An investigative report in December 2018 by the radio program and podcast “Reveal” reported on the practice, including a deep look at Poole’s abusive activities in Native communities in Alaska, and brought a flood of attention to GU.
It was a great embarrassment to the university and McCulloh, though it simply could not have come as a surprise to anyone paying close attention. McCulloh eventually formed the commission and tasked it with meeting regularly and producing a series of recommendations.
The 44-page report was delivered last week, offering many suggestions for future actions, including hosting campus events to examine abuse in boarding schools, creating a “robust” web site as part of ongoing commission efforts, funding faculty research and undergraduate courses about social justice and the Catholic sex-abuse crisis, establishing an on-campus memorial and hosting an annual “ritual of lament” to acknowledge the “various failings of the community.”
It may be that this one section of this one report, at this late stage of things, is much more molehill than mountain.
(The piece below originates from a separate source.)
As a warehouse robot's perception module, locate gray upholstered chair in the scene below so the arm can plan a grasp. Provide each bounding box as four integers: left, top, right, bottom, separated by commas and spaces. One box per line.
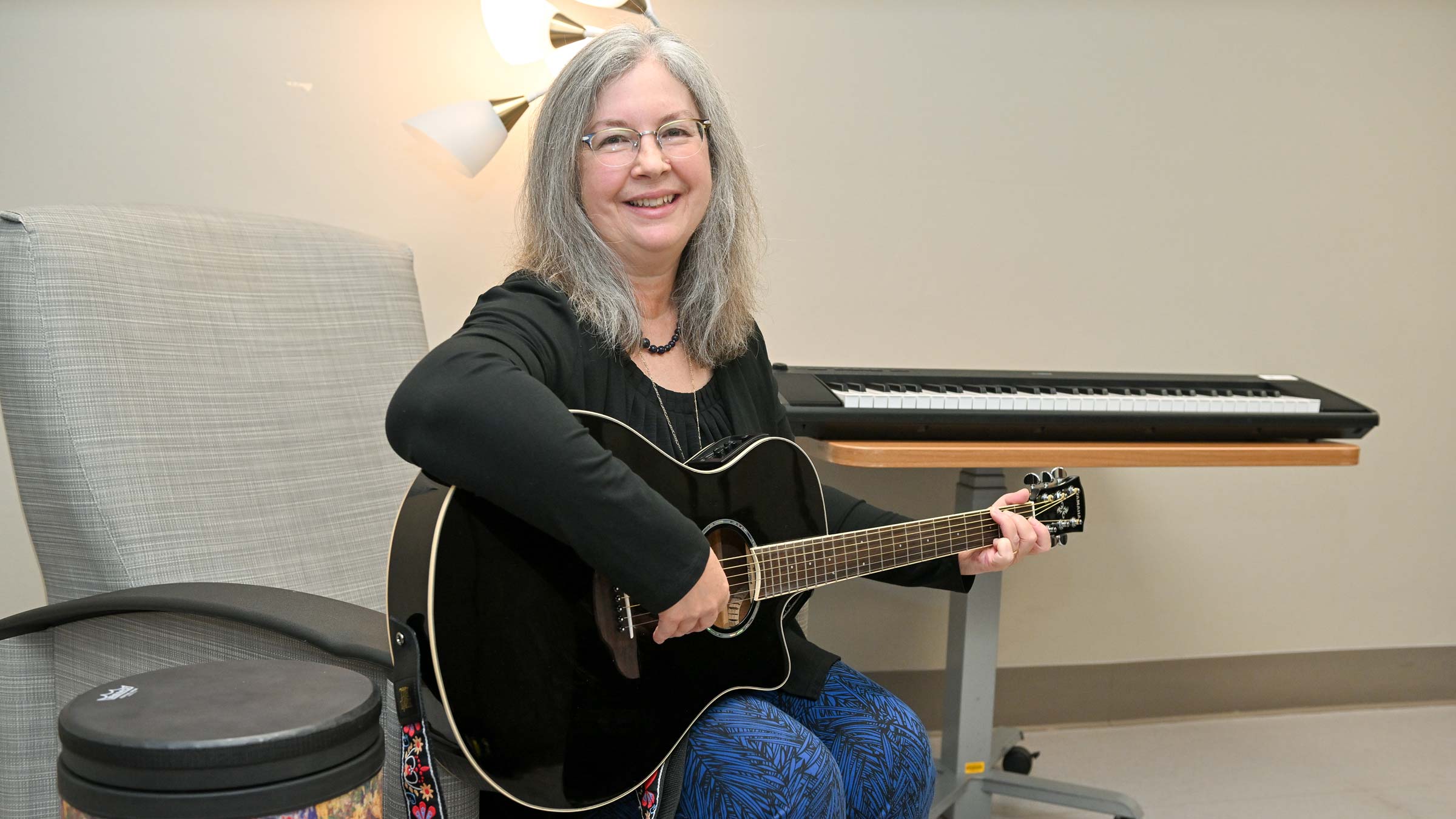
0, 201, 477, 819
And yet it’s hard to shake the sense that on this question, the report fails its own standards to be bold and transparent and confrontational.
Such vagueness and indirection has been a constant hallmark of the Catholic sex-abuse scandal, which has seen failure upon failure by leaders of the church and its affiliated institutions to speak clearly and directly about what happened. The abuse was minimized, covered up, unnamed. Abusers were shuffled around, reassigned, protected.
Mistakes, as they say, were made.
Most of those who helped sustain this silence were not directly responsible for the abuse. Some, like GU in the matter of the retired abusers, stood at some distance from the crimes themselves. But all found themselves called upon to weigh a clear moral duty against self-protection, and so often, clear moral duty didn’t stand a chance.
When you state it simply and directly, there’s not much ambiguity or nuance involved, nothing that requires 50 pages or a research grant to parse. Men credibly accused of molesting and raping children were sent to live on the GU campus, and people – some people, at least, in varying amounts – knew about it.
The GU commission asked the right question. It just didn’t answer it.